Pernyataan di atas tidak dimaksudkan bahwa daerah yang mendapatkan nilai "Rendah" dari Ombudsman, pemimpinnya tidak memiliki kemampuan memimpin. Bisa jadi, prioritas di daerahnya belum menyasar aspek pelayanan publik. Demikian pula dengan faktor koordinasi. Kemungkinan besar koordinasi macet pada tingkat middle management sehingga pesan atau perintah yang datang dari top leader tidak dapat terimplementasi ke level pelaksana di garis depan. Penulis menemukan juga di lapangan, pada level pelaksana masih ditemukan kekurangan personel atau ketidakmampuan menjalankan tugas karena faktor "the right person in the right place" belum terlaksana dengan baik.
Walaupun judul tulisan ini
tentang Tanah Papua, namun pengamatan dan penilaian penulis hanya terfokus pada
wilayah Provinsi Papua sebelum pemekaran, yang terdiri atas 29 kabupaten/kota.
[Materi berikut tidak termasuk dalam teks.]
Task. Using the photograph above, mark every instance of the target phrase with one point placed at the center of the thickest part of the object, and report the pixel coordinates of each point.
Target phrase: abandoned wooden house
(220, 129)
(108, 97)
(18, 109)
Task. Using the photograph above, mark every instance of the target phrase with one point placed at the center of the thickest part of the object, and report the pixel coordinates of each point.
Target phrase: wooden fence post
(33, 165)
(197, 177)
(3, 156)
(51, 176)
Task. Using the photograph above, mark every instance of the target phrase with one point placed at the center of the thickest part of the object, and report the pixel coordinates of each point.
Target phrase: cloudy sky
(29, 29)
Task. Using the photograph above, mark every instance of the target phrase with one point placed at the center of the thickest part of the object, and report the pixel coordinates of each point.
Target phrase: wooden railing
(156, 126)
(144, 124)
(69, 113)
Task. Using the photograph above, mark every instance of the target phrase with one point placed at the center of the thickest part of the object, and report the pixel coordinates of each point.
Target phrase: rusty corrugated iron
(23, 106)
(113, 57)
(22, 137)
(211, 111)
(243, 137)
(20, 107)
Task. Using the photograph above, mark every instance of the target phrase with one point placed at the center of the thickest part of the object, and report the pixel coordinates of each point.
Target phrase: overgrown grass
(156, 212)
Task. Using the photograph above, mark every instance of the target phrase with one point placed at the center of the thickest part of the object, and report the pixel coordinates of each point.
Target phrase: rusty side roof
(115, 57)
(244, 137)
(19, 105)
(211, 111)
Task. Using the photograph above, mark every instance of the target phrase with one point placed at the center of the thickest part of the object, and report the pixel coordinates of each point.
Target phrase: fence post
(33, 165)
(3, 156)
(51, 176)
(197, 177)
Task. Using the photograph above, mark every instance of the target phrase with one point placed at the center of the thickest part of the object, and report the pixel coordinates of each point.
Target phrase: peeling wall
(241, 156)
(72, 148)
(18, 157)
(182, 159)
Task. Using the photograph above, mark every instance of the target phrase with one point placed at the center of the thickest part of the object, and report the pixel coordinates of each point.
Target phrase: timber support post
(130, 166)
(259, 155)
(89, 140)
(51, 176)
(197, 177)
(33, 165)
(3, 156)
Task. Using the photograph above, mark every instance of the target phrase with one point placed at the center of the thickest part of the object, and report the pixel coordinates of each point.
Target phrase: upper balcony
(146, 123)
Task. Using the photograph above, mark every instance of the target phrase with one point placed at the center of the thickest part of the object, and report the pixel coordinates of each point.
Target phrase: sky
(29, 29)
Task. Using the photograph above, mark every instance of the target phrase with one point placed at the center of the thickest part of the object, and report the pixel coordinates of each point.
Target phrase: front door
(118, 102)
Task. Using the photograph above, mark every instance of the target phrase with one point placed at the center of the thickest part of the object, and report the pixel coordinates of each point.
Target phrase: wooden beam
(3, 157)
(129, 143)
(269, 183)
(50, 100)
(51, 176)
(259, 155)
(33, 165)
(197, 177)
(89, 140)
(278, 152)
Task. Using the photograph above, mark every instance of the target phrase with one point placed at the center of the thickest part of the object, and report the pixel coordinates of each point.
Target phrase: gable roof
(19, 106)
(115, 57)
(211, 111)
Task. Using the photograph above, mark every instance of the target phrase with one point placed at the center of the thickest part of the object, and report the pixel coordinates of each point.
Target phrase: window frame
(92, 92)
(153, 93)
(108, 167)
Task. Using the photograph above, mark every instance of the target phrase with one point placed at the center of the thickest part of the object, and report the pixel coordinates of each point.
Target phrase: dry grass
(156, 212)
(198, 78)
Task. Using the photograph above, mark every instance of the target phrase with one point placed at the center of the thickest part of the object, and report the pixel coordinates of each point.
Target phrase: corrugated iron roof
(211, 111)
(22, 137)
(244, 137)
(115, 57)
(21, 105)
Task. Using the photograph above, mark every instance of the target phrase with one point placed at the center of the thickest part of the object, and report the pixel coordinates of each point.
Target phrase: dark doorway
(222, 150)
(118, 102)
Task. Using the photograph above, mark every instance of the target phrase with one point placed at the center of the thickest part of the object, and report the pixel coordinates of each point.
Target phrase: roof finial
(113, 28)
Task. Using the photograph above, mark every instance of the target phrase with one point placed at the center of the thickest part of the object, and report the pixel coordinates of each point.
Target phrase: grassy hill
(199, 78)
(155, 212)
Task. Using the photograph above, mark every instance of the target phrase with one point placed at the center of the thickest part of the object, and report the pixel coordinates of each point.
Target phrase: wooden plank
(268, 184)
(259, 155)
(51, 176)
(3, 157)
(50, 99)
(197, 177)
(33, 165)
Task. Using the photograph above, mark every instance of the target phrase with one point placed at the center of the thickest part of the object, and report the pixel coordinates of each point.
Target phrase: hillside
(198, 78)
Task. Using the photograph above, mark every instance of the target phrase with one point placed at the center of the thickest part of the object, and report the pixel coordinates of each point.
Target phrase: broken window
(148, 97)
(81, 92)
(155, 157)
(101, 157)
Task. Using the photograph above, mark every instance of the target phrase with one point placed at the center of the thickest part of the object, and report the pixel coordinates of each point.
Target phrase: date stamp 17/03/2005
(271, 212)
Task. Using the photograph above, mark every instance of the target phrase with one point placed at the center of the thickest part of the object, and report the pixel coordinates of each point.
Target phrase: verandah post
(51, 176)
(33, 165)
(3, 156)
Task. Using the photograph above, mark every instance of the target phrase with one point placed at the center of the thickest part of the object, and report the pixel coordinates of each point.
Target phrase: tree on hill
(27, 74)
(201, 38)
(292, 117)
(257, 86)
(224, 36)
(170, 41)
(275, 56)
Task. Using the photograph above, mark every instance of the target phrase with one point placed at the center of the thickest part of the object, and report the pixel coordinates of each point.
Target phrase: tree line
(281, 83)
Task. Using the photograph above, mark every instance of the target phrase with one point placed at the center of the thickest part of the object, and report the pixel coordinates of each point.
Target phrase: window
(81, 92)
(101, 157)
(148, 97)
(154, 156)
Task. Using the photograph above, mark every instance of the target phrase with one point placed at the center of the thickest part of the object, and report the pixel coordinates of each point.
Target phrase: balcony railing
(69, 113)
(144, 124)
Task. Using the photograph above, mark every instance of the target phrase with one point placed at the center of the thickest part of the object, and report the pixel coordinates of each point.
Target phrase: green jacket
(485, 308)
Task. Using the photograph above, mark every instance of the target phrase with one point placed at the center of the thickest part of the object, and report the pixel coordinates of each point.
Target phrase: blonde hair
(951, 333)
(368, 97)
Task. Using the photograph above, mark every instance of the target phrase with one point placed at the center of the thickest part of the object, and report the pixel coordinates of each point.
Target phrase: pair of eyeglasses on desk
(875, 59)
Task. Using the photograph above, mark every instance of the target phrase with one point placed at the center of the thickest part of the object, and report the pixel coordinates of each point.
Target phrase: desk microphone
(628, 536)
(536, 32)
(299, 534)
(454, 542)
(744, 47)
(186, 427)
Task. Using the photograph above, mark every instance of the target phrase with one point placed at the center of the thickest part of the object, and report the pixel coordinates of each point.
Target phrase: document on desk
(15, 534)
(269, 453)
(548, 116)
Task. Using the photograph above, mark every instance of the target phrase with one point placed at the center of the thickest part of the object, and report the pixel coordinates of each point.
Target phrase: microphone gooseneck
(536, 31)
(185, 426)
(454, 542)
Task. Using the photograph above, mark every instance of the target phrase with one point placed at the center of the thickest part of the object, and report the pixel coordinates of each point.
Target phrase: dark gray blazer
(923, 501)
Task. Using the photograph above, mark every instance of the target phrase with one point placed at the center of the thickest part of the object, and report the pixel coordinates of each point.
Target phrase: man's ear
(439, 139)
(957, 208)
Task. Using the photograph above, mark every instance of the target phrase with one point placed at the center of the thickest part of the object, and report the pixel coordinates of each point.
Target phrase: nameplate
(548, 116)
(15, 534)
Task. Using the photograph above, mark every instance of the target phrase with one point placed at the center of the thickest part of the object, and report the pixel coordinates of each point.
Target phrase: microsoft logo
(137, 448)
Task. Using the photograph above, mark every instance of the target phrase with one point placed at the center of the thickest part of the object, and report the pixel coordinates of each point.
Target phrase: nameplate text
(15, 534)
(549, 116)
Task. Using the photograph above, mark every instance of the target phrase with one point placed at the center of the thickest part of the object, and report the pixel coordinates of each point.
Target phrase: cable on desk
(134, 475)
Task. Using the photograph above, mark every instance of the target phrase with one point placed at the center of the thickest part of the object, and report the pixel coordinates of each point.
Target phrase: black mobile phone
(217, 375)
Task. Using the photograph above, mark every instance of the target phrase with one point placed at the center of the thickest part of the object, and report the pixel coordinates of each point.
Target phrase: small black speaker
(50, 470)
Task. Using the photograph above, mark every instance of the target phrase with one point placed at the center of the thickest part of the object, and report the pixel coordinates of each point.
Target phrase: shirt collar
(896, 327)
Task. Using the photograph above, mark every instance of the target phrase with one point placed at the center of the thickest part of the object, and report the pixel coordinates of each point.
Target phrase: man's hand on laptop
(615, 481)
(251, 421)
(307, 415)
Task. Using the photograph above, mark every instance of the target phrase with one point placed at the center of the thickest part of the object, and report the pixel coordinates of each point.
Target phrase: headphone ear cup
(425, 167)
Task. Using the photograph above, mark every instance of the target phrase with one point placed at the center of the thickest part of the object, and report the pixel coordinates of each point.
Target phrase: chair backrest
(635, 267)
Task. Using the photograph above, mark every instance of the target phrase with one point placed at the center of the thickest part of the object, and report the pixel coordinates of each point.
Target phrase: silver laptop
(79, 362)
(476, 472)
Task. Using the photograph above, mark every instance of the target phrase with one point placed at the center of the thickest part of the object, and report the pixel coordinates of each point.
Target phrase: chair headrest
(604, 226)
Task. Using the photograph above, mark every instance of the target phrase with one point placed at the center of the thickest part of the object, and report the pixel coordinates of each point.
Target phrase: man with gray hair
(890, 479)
Dengan asumsi bahwa pengamatan pada sebagian wilayah ini dapat mewakili keadaan
Tanah Papua secara menyeluruh. Inti yang ingin disampaikan penulis adalah keamanan dan pelayanan publik saling mempengaruhi, dan dalam
konteks Papua, mutu pelayanan publik dapat ditingkatkan dengan memberi
prioritas, koordinasi dan penempatan personel pelaksana yang sesuai dengan
prinsip "the right person in the right place".
Penulis :
Dr. Yohanes B.J. Rusmanta, M.Si.
Kepala Perwakilan Ombudsman RI Provinsi Papua
Tulisan ini telah dipublikasi dalam buku berjudul "Membawa Keadilan dan Perdamaian Ke Tanah Papua" yang diterbitkan oleh UNPAR Pres (Bandung) Tahun 2024.